Mériter une décoration - un enjeu difficile à trancher

Photo: ČTK

A l’instar des années précédentes, le choix des personnalités auxquelles le président de la République, Miloš Zeman, a remis dans la soirée du 28 octobre, jour de fête nationale, de hautes distinctions d’Etat, a été largement commenté et discuté dans la presse locale. Nous en avons retenu quelques exemples. Aujourd’hui, la cote de la Tchéquie auprès des Ukrainiens ne semble pas être très élevée. Un article publié dans un grand quotidien local, dont nous apportons un extrait, explique pourquoi.
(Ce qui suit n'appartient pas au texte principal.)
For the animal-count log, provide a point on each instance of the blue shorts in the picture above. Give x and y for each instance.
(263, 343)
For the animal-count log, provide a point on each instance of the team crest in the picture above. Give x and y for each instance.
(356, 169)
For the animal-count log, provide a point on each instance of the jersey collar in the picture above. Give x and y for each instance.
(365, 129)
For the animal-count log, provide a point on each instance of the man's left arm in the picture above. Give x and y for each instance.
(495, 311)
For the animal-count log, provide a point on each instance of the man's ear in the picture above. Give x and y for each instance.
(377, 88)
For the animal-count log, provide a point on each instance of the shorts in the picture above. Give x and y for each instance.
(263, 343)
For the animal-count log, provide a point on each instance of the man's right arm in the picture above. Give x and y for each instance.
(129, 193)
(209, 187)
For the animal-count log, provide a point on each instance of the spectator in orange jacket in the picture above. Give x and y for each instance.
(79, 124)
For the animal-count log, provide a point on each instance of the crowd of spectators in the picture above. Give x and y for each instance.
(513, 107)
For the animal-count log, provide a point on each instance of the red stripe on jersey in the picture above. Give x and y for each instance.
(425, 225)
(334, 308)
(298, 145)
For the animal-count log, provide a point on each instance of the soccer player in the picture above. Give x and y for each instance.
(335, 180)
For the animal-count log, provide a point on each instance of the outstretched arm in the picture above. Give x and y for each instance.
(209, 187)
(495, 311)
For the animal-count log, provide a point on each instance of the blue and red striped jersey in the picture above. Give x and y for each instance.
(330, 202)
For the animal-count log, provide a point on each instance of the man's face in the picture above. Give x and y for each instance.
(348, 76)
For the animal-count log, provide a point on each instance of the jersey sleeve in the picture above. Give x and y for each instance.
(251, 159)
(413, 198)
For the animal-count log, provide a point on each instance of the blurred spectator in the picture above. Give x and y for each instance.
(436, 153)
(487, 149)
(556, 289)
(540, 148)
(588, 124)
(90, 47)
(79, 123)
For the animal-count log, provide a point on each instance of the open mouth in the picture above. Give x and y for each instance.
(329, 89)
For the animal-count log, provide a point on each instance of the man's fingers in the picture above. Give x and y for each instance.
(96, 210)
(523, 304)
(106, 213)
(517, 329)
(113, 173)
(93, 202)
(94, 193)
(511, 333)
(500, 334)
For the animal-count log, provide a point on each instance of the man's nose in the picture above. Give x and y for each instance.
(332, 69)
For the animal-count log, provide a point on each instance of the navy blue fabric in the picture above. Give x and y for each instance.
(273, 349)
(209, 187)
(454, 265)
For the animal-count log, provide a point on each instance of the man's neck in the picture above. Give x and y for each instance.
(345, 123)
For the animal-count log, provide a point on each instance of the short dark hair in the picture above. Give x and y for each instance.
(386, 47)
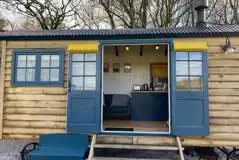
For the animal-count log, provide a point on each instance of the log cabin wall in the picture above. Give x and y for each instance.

Et quelques mots enfin sur un nouveau site qui a été lancé afin d’animer le débat sur un thème tabou – les dernières choses de la vie.

Photo: ČTK
L’édition de ce jeudi du quotidien Lidové noviny a effectué une enquête auprès des représentants politiques tchèques, toutes orientations confondues, concernant leur regard sur le choix des personnalités récompensées par le président de la République. Tandis que la majorité d’entre eux ont vu ce choix d’un œil assez positif, soulignant notamment que celui-ci est pleinement dans la compétence du président, les commentaires publiés dans la presse écrite et électronique ont été moins indulgents. Petr Honzejk du quotidien économique Hospodářské noviny a par exemple écrit :

« La liste des personnes qui ont été décorées par le président Zeman le jour de fête nationale n’a guère surpris. On y voit inscrites les personnalités dotées de qualité indéniables, comme Winston Churchill, Nicholas Winton, Natalya Gorbanievskaya, ou le prêtre Toufar (torturé à mort par les communistes), ainsi que celles auxquelles on ne saurait opposer une objection, comme le groupe de héros de l’Afghanistan, des médecins et des scientifiques. Toutefois, on y trouve aussi des personnes dont le seul mérite résidait dans le fait qu’elles avaient sous telle ou telle forme soutenu Miloš Zeman, ou des personnes qui lui sont tout simplement sympathiques ».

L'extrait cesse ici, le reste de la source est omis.